Rather Me than You
A busy week ended on Easter Sunday with a lunch invitation from friends. Our opinion was sought on one of my favourite pastimes, wine selection. We were charged with the serious responsibility of choosing a suitable wine for the wedding reception of their eldest daughter, later in the year. After sampling four of the region’s finest, Val da Lenda emerged as the clear favourite. Given its young age, it is remarkably smooth, mellow and sophisticated. Come August, those wedding guests are in for a real treat.
The week had started on a high note: literally. Visiting friends from California invited us to a music concert at the Auditorio Muncipal in the town of Quiroga. Star of the show was Maria do Ceo, a Fado singer from Portugal, who now resides in Galicia. As the date approached our apprehension grew. Friends had greeted our announcement with curious facial expressions. The type of expression that says, “rather you than me”.
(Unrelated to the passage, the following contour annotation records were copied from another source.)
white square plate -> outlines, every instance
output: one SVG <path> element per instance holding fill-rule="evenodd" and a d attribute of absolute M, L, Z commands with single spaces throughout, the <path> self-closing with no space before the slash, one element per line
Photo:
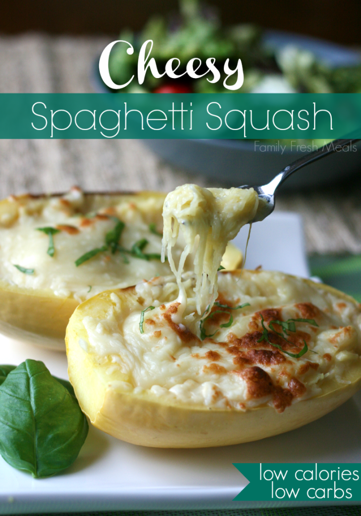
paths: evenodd
<path fill-rule="evenodd" d="M 236 239 L 243 250 L 247 233 L 243 228 Z M 275 213 L 254 225 L 246 266 L 259 265 L 308 276 L 297 215 Z M 67 377 L 64 354 L 0 338 L 0 363 L 27 358 L 43 360 L 52 373 Z M 0 513 L 261 507 L 265 503 L 232 501 L 247 483 L 233 462 L 361 462 L 360 434 L 359 394 L 297 430 L 219 448 L 146 448 L 90 426 L 78 458 L 57 476 L 36 480 L 0 458 Z"/>

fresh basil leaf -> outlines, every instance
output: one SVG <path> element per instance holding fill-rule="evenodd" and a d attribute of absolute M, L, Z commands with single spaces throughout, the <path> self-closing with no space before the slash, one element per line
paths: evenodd
<path fill-rule="evenodd" d="M 6 380 L 6 377 L 10 372 L 15 368 L 16 365 L 0 365 L 0 385 Z"/>
<path fill-rule="evenodd" d="M 152 233 L 153 235 L 156 235 L 157 236 L 160 236 L 163 238 L 163 233 L 160 233 L 159 231 L 157 231 L 156 227 L 154 222 L 152 222 L 151 224 L 149 224 L 149 231 L 151 233 Z"/>
<path fill-rule="evenodd" d="M 35 270 L 35 269 L 26 269 L 24 267 L 22 267 L 21 265 L 17 265 L 15 264 L 13 264 L 14 267 L 16 267 L 18 270 L 20 270 L 21 272 L 23 272 L 24 274 L 34 274 Z"/>
<path fill-rule="evenodd" d="M 0 454 L 36 478 L 69 467 L 88 429 L 75 398 L 42 362 L 26 360 L 0 386 Z"/>
<path fill-rule="evenodd" d="M 91 251 L 88 251 L 87 253 L 84 253 L 82 254 L 80 258 L 78 258 L 77 260 L 75 261 L 75 266 L 79 267 L 79 265 L 81 265 L 82 263 L 84 262 L 87 262 L 90 258 L 92 258 L 93 256 L 96 256 L 99 253 L 104 252 L 104 251 L 107 251 L 108 248 L 106 246 L 103 246 L 102 247 L 97 247 L 95 249 L 92 249 Z"/>
<path fill-rule="evenodd" d="M 5 382 L 9 373 L 11 371 L 13 370 L 14 369 L 16 369 L 16 365 L 9 365 L 7 364 L 6 365 L 0 365 L 0 385 Z M 66 389 L 67 389 L 71 395 L 73 396 L 75 399 L 76 399 L 75 393 L 74 392 L 73 386 L 70 382 L 68 381 L 68 380 L 63 380 L 62 378 L 58 378 L 57 376 L 53 376 L 53 378 L 55 378 L 55 380 L 59 382 L 59 383 L 61 383 L 62 385 L 64 385 Z M 76 401 L 77 401 L 77 400 L 76 400 Z"/>
<path fill-rule="evenodd" d="M 147 308 L 142 310 L 140 312 L 140 320 L 139 322 L 139 328 L 140 330 L 141 333 L 144 333 L 144 330 L 143 330 L 143 322 L 144 322 L 144 314 L 147 311 L 147 310 L 154 310 L 155 307 L 148 307 Z"/>
<path fill-rule="evenodd" d="M 54 238 L 53 238 L 53 235 L 55 235 L 57 233 L 60 233 L 60 230 L 56 229 L 56 228 L 37 228 L 37 229 L 38 231 L 42 231 L 44 233 L 45 235 L 48 235 L 49 237 L 49 245 L 48 248 L 48 251 L 46 252 L 49 255 L 49 256 L 54 256 L 54 253 L 55 252 L 55 248 L 54 247 Z"/>
<path fill-rule="evenodd" d="M 77 403 L 78 401 L 77 399 L 76 399 L 76 396 L 75 396 L 75 393 L 74 392 L 74 389 L 70 382 L 69 382 L 68 380 L 63 380 L 62 378 L 58 378 L 57 376 L 53 376 L 52 375 L 52 376 L 53 378 L 55 378 L 57 382 L 59 382 L 59 383 L 61 383 L 64 387 L 65 387 L 65 388 L 69 391 L 71 395 L 75 398 L 76 400 L 76 402 Z"/>
<path fill-rule="evenodd" d="M 112 254 L 114 254 L 117 250 L 123 230 L 125 227 L 125 224 L 121 220 L 116 217 L 114 217 L 114 219 L 118 221 L 115 228 L 111 231 L 108 231 L 105 235 L 105 244 L 110 247 Z"/>

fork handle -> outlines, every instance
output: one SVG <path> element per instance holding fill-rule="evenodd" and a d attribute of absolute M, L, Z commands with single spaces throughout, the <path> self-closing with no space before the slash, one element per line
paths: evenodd
<path fill-rule="evenodd" d="M 287 165 L 283 170 L 281 170 L 279 173 L 277 174 L 275 178 L 273 178 L 270 183 L 269 183 L 268 185 L 263 187 L 263 189 L 265 191 L 266 191 L 268 193 L 270 193 L 271 195 L 274 194 L 276 189 L 280 185 L 282 184 L 283 182 L 289 176 L 291 175 L 291 174 L 293 174 L 294 172 L 295 172 L 296 170 L 299 170 L 300 168 L 302 168 L 303 167 L 308 165 L 309 163 L 312 163 L 313 162 L 320 159 L 325 156 L 328 156 L 334 152 L 341 150 L 349 145 L 352 145 L 352 143 L 354 143 L 356 141 L 359 141 L 360 139 L 340 139 L 339 140 L 334 140 L 333 141 L 330 142 L 329 143 L 325 144 L 322 147 L 318 149 L 317 151 L 313 151 L 313 152 L 307 154 L 305 156 L 302 156 L 301 157 L 299 158 L 298 159 L 294 161 L 293 163 Z M 265 189 L 266 187 L 269 187 L 269 188 L 267 188 L 266 190 Z M 271 191 L 271 190 L 272 190 L 272 192 Z"/>

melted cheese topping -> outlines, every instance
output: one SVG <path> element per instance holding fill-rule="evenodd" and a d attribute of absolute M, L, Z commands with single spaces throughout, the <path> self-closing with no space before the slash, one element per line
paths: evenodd
<path fill-rule="evenodd" d="M 228 242 L 254 218 L 258 206 L 253 188 L 202 188 L 187 184 L 168 194 L 163 213 L 162 257 L 166 249 L 179 287 L 179 315 L 186 304 L 181 276 L 187 257 L 195 252 L 196 309 L 200 314 L 217 297 L 217 270 Z M 172 253 L 180 229 L 185 246 L 177 269 Z"/>
<path fill-rule="evenodd" d="M 136 241 L 145 238 L 148 243 L 144 252 L 160 255 L 161 235 L 151 232 L 149 225 L 155 224 L 161 233 L 165 197 L 146 192 L 88 196 L 74 188 L 62 197 L 37 198 L 28 195 L 1 201 L 2 281 L 24 288 L 50 289 L 56 296 L 73 297 L 80 302 L 107 289 L 122 288 L 143 278 L 170 273 L 168 263 L 162 263 L 160 259 L 147 261 L 110 251 L 99 253 L 79 267 L 75 264 L 85 253 L 104 245 L 105 235 L 114 229 L 117 218 L 125 223 L 120 240 L 123 248 L 130 250 Z M 53 257 L 47 253 L 49 236 L 37 230 L 49 227 L 59 230 L 53 236 Z M 177 262 L 183 246 L 181 243 L 174 249 Z M 236 254 L 239 257 L 239 253 Z M 14 265 L 34 269 L 34 272 L 24 273 Z M 185 266 L 188 270 L 192 267 L 191 259 Z"/>
<path fill-rule="evenodd" d="M 84 318 L 88 338 L 79 345 L 97 366 L 105 368 L 114 388 L 146 392 L 171 404 L 237 410 L 268 404 L 280 412 L 322 393 L 327 378 L 347 382 L 344 370 L 360 360 L 359 307 L 280 272 L 244 271 L 239 279 L 239 273 L 218 273 L 218 302 L 250 305 L 233 310 L 214 306 L 214 315 L 203 322 L 207 334 L 215 332 L 212 337 L 200 338 L 197 279 L 185 273 L 182 280 L 188 303 L 182 322 L 172 319 L 179 307 L 174 278 L 155 278 L 137 285 L 138 301 L 131 307 L 122 304 L 121 293 L 120 298 L 113 293 L 105 316 Z M 145 313 L 142 333 L 141 311 L 150 305 L 155 308 Z M 262 317 L 265 325 L 275 319 L 314 319 L 317 327 L 296 323 L 288 343 L 269 334 L 285 350 L 296 354 L 305 341 L 308 351 L 294 358 L 260 341 Z"/>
A sparsely attended concert hall did nothing to allay our fears. Portuguese Fado music has a reputation for being mournful and dower; nothing could have been further from the truth. Two musicians took to the stage. The auditorium fell silent as the lights dimmed. Moments later Maria glided in, wearing a black, satin evening dress with a long, dark shawl draped over her shoulders.
The musicians began to play: a Portuguese guitarist accompanied by a traditional classical guitar. Lively melodies filled the theatre and then Maria began to sing. Perfect pitch and passionate tones, each ballad told a story of life gained or love lost. The performance was flawless, far exceeding our expectations. Fado is one genre we’ll be looking out for in the future and Maria do Ceo in particular.
It hardly came as a surprise that the glorious weather came to an abrupt end the moment the Easter holidays began. But we had no intention of letting a little rain spoil our weekend.
Saturday saw the start of the two day Medieval Festival in Monforte de Lemos. Reading through the packed schedule, we decided to time our visit to coincide with the parade of contestants dressed in medieval costume and street entertainment of jesters, minstrels, and knights.
With usual gusto the local town’s folk, along with many holiday week visitors, immersed themselves in the occasion. Hundreds of people wandered around the streets dressed in all manor of medieval costumes: from kings and queens to blacksmiths and milkmaids. Participants in the costume contest climbed the stone steps in Plaza España, paid homage to the king and queen while the massed crowd applauded their efforts.
Afterwards we made our way up the narrow lanes heading towards the castle. Medieval themed market stalls lined the route and the sound of Galician bagpipes (gaitas) drifted through the crowd. On our return to the square, a large crowd had gathered around a group of street entertainers.
Two, twelve foot tall jesters danced on stilts urging onlookers to follow their motley crew through the streets of Monforte. Supporting their flamboyant act were a band of noisy drummers and a group of excited dancers, escorted around the town by a troop of medieval soldiers.